Preference shareholders, on the other hand, have a fixed dividend rate and do
not directly benefit from the company's growth in the same manner.
It's
important to note that the specific rights and preferences attached to
preference shares and equity shares can vary depending on the company's
articles of association and the terms of the share issuance. Therefore, it is
essential to refer to the company's governing documents for detailed
information on the rights and preferences of each share class.
Q.9. What is
the difference between calls in arrears & calls in advance?

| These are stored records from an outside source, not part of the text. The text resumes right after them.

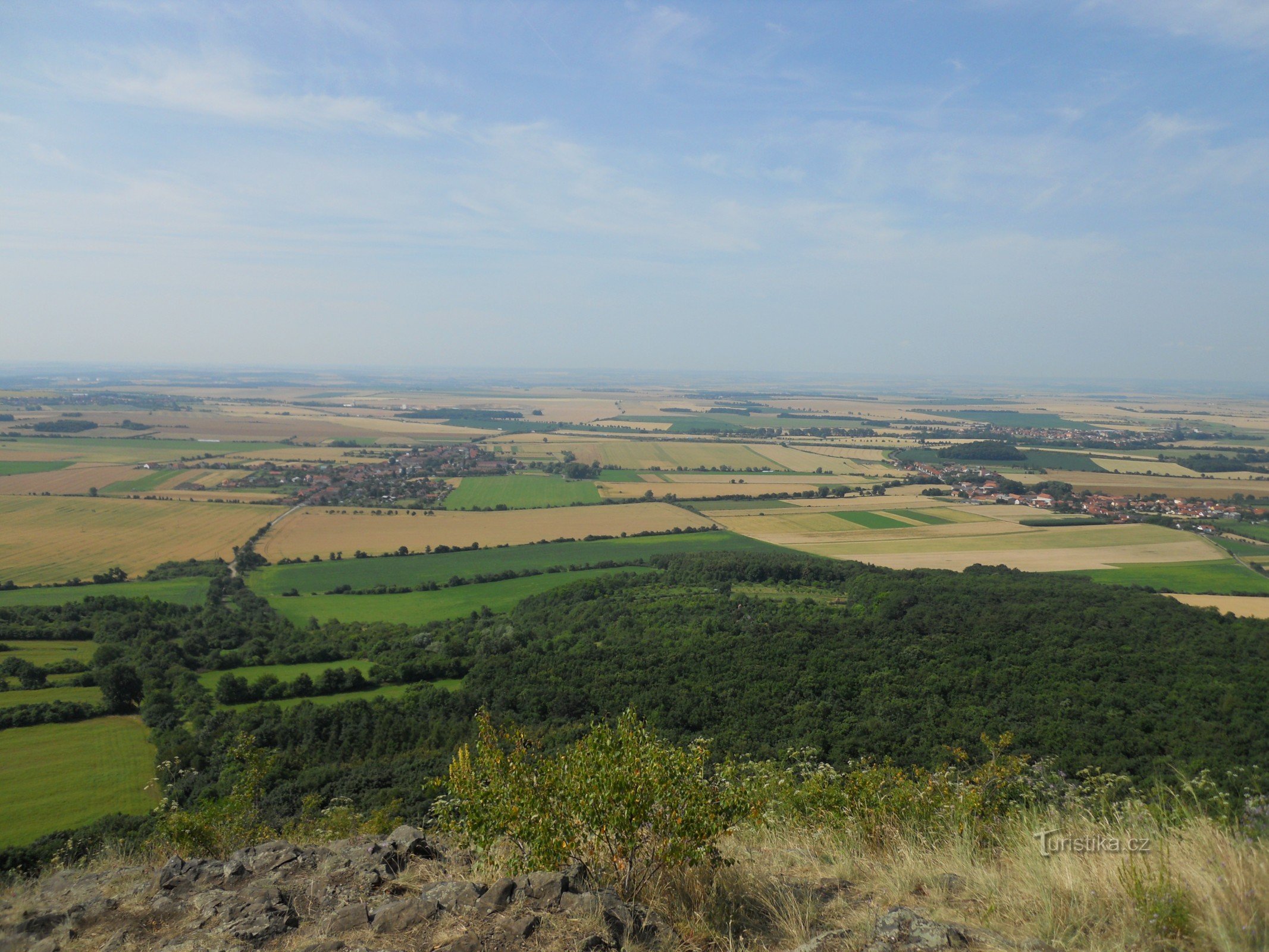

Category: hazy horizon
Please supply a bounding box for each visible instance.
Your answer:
[0,0,1269,386]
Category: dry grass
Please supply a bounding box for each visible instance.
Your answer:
[0,496,265,584]
[662,815,1269,952]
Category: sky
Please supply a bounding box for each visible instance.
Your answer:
[0,0,1269,381]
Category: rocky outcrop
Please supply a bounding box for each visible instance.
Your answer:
[0,826,672,952]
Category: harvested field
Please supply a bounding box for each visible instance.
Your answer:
[0,717,157,847]
[1170,596,1269,618]
[563,439,776,475]
[0,496,270,585]
[446,474,599,509]
[0,464,145,496]
[257,503,713,561]
[1017,466,1269,499]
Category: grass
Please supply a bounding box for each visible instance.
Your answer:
[0,459,71,476]
[886,509,952,525]
[830,509,911,530]
[198,661,374,691]
[255,503,712,561]
[446,476,600,509]
[0,496,270,585]
[1215,519,1269,543]
[101,469,181,493]
[0,716,155,847]
[0,578,211,608]
[0,685,102,710]
[226,678,463,710]
[247,532,775,600]
[269,569,651,627]
[0,638,96,666]
[1072,559,1269,596]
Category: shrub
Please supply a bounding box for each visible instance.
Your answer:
[437,711,729,898]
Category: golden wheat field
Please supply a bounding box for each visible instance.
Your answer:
[0,496,270,585]
[258,503,712,561]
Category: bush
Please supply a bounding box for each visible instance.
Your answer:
[437,710,729,898]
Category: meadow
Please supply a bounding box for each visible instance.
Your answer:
[0,721,157,847]
[246,532,775,598]
[444,474,600,509]
[0,496,265,585]
[260,568,651,630]
[0,685,102,710]
[1079,559,1269,596]
[0,578,211,608]
[256,503,712,561]
[0,638,96,666]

Ans. Calls in arrears and calls in advance are two terms related to the
payment of outstanding amounts on shares. Here are the differences between the
two:
Calls in Arrears: Calls in arrears refer to the unpaid or overdue
amounts on shares that shareholders are required to pay. When a company issues
shares, it sets a schedule for payment, typically in multiple installments. If
a shareholder fails to pay any installment or payment is delayed, the amount
becomes "in arrears." It means the shareholder is in default or
behind on their payment obligations. Calls in arrears are considered a
liability of the shareholder to the company and are shown in the balance sheet
as an amount owed by the shareholder.
Calls in Advance: Calls in advance, on the other hand, occur when
a shareholder pays more than the required amount on their shares. It means the
shareholder has made an advance payment towards future calls that are yet to be
due. This situation may arise if the shareholder wishes to pay the entire
amount upfront or pays an installment in advance. Calls in advance are
considered as an asset to the shareholder, as they have made a payment beyond
their immediate obligations.
In summary,
calls in arrears represent unpaid or overdue amounts that shareholders owe to
the company, while calls in advance indicate the excess payment made by a
shareholder towards their share obligations.